Speed dating match statistics
In fact, the participants in the dataset attended only a single speed dating event, not multiple events, so it’s not possible to directly check whether the model would in fact predict behavior at future events based on past events.I instead a situation where participants had attended similar events in the past, by imagining that for a given date, all other dates that the pair of people had been on had occurred in a past event.But since comments focused on methodology rather than the empirical phenomena, I decided to write about methodology first, so that readers wouldn’t have to disbelief while reading my next post.This post is more dense and technical than my last one.From the point of view of discovery, this was very helpful insofar as it helped me discover the core phenomena that I used.One could argue that the filters are collectively too strict, but I’ve chosen to use them for several reasons: I’ve enumerated the criteria below.This has to do with the R(B) is generically formed using ratings that B was given after the date that A and B went on, ratings that one would not have access to in practice.The problem of understanding what’s going on is closely related to the Monte Hall problem.
One example of this is that the most popular participants are more likely than usual to have been at their best on the day of the event than the other participants are, so that confidence that one can have that someone who was chosen by most of their dates at an event will be chosen by partners at a different event is lower than the confidence that one can have that the person will be chosen by partners at the same event.
We model the surrogate of A using another participant A’ that B dated.
Conceptually, A’ is a randomly selected participant amongst the participants who B dated, but literally picking one at random would break the symmetry of the data in a way that could dilute the statistical power of the data, so I instead made a uniform choice to replace A by the participant who B would have dated that round if the speed dating schedule had been slightly different.
But when an event involves only ~15 people, the impact of a single rating on somebody’s average can be large enough so that failing to exclude the individuals’ ratings of one another would substantially overstate the predictive power of the model while simultaneously obscuring what was going on.

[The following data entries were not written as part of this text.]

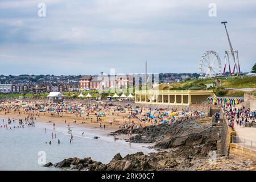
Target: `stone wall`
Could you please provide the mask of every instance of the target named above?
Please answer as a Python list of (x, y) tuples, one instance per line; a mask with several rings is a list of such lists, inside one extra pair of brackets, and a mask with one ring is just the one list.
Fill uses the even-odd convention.
[(246, 107), (250, 107), (251, 110), (256, 110), (256, 98), (253, 96), (252, 94), (245, 93), (245, 102), (243, 105)]
[(230, 143), (230, 155), (240, 156), (246, 159), (256, 160), (256, 151), (240, 146), (235, 143)]

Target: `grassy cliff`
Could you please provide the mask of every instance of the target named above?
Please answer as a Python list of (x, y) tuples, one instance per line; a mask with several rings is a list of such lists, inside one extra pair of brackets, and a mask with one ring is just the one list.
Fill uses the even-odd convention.
[[(245, 88), (256, 88), (256, 77), (219, 77), (221, 84), (215, 87), (208, 88), (214, 90), (217, 96), (227, 97), (243, 97), (246, 92), (236, 90)], [(170, 84), (161, 84), (159, 85), (160, 90), (200, 90), (207, 89), (205, 84), (216, 83), (215, 78), (208, 79), (187, 79), (181, 82), (172, 82)], [(234, 89), (228, 90), (226, 89)]]

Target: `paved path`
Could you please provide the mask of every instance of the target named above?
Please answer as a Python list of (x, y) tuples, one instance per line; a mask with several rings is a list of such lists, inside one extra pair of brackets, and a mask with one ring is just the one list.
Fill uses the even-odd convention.
[(237, 126), (237, 123), (235, 122), (234, 129), (237, 136), (256, 142), (256, 127), (245, 127), (240, 128), (240, 126), (239, 125)]

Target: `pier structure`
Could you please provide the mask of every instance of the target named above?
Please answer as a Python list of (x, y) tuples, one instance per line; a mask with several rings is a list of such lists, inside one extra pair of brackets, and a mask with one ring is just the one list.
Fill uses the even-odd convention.
[(173, 105), (190, 105), (207, 102), (207, 98), (214, 97), (213, 90), (137, 90), (135, 103)]

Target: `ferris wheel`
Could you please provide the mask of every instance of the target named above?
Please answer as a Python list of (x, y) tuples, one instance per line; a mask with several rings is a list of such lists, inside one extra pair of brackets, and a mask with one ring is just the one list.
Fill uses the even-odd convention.
[(200, 71), (202, 78), (213, 78), (221, 75), (221, 61), (215, 51), (208, 51), (203, 55)]

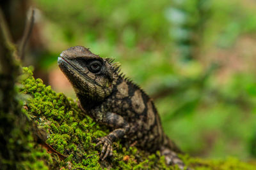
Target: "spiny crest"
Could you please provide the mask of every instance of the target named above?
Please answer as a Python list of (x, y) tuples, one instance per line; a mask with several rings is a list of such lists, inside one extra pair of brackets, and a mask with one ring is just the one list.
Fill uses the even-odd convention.
[(127, 77), (125, 74), (124, 74), (124, 73), (121, 72), (120, 71), (121, 64), (120, 62), (116, 62), (113, 63), (115, 59), (110, 58), (106, 59), (106, 60), (108, 61), (111, 65), (111, 69), (113, 69), (114, 73), (116, 74), (116, 76), (120, 76), (124, 81), (127, 81), (127, 83), (132, 84), (136, 88), (140, 89), (140, 90), (141, 91), (142, 93), (144, 94), (144, 95), (150, 98), (150, 97), (144, 92), (144, 90), (138, 85), (133, 82), (133, 81), (130, 78)]
[(61, 57), (86, 57), (88, 58), (100, 58), (83, 46), (75, 46), (63, 51), (60, 54)]

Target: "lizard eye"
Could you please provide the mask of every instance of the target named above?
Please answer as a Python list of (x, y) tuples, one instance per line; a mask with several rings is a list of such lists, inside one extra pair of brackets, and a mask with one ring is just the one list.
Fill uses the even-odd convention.
[(90, 71), (93, 73), (98, 73), (101, 69), (102, 64), (99, 60), (93, 60), (89, 64), (88, 69)]

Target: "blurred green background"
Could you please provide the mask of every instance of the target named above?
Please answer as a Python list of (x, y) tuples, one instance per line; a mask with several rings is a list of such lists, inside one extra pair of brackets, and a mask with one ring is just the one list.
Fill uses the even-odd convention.
[[(29, 5), (28, 5), (29, 4)], [(33, 0), (24, 66), (76, 98), (57, 66), (82, 45), (113, 57), (155, 101), (166, 133), (193, 156), (256, 157), (256, 1)]]

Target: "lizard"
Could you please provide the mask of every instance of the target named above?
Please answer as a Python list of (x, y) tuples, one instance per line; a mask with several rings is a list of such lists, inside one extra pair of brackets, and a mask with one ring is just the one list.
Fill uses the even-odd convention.
[(82, 46), (70, 47), (58, 58), (61, 71), (71, 83), (83, 112), (113, 129), (97, 139), (103, 145), (100, 158), (113, 155), (112, 143), (125, 141), (154, 153), (160, 150), (168, 165), (185, 165), (182, 153), (164, 134), (152, 99), (120, 71), (120, 64), (103, 59)]

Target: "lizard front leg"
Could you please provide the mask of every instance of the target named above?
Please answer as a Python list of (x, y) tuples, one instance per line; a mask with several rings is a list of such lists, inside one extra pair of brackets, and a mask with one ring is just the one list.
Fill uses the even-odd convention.
[(112, 143), (116, 139), (122, 138), (129, 131), (129, 125), (122, 116), (111, 112), (108, 112), (105, 116), (103, 116), (100, 122), (109, 127), (116, 128), (108, 135), (97, 139), (99, 142), (96, 146), (103, 144), (100, 157), (104, 160), (108, 155), (112, 155)]

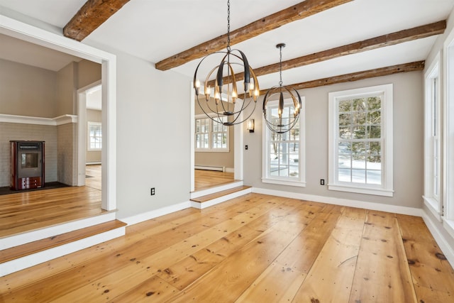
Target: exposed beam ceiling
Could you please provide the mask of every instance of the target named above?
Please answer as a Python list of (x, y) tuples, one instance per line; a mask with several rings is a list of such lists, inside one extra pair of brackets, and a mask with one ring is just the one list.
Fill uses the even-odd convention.
[[(346, 55), (356, 54), (385, 46), (394, 45), (397, 43), (430, 37), (433, 35), (439, 35), (443, 33), (445, 28), (446, 21), (443, 20), (433, 23), (380, 35), (362, 41), (331, 48), (331, 50), (283, 61), (282, 70), (334, 59)], [(254, 72), (257, 77), (259, 77), (277, 72), (279, 70), (279, 63), (275, 63), (262, 67), (255, 68)], [(244, 73), (236, 74), (235, 77), (237, 81), (241, 81), (244, 79)], [(229, 78), (227, 77), (224, 77), (223, 82), (224, 83), (228, 83)], [(211, 87), (214, 87), (214, 80), (209, 81), (207, 84)]]
[[(303, 19), (351, 1), (353, 0), (306, 0), (231, 31), (231, 45), (238, 44), (284, 24)], [(156, 63), (155, 67), (160, 70), (167, 70), (182, 65), (186, 62), (225, 48), (227, 34), (222, 35), (164, 59)]]
[[(328, 78), (319, 79), (306, 82), (297, 83), (291, 86), (295, 89), (309, 89), (313, 87), (331, 85), (336, 83), (349, 82), (353, 81), (362, 80), (363, 79), (373, 78), (375, 77), (387, 76), (399, 72), (408, 72), (423, 70), (424, 69), (424, 61), (417, 61), (410, 63), (400, 64), (397, 65), (389, 66), (387, 67), (376, 68), (374, 70), (365, 70), (350, 74), (340, 75), (338, 76), (329, 77)], [(268, 89), (261, 89), (260, 95), (266, 94)], [(239, 96), (244, 97), (244, 94)]]
[(88, 0), (63, 28), (63, 35), (82, 41), (129, 0)]

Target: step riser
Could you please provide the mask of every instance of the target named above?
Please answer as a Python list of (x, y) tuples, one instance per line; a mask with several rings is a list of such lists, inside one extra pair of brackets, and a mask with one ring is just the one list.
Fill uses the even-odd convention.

Given a rating type R, and two participants A and B whose decisions we’re trying to predict, let R(A, B) be the rating that A gave B, and let R(B) be the sum of the ratings that were given to B. One might think that the right features to look at are [R(B) – R(A, B)]/(N – 1) (**) But perhaps surprisingly, these features are contaminated with the decisions we’re trying to predict, to such a degree that if one didn’t notice this, one would end up with a model with far greater predictive power than one would have in practice.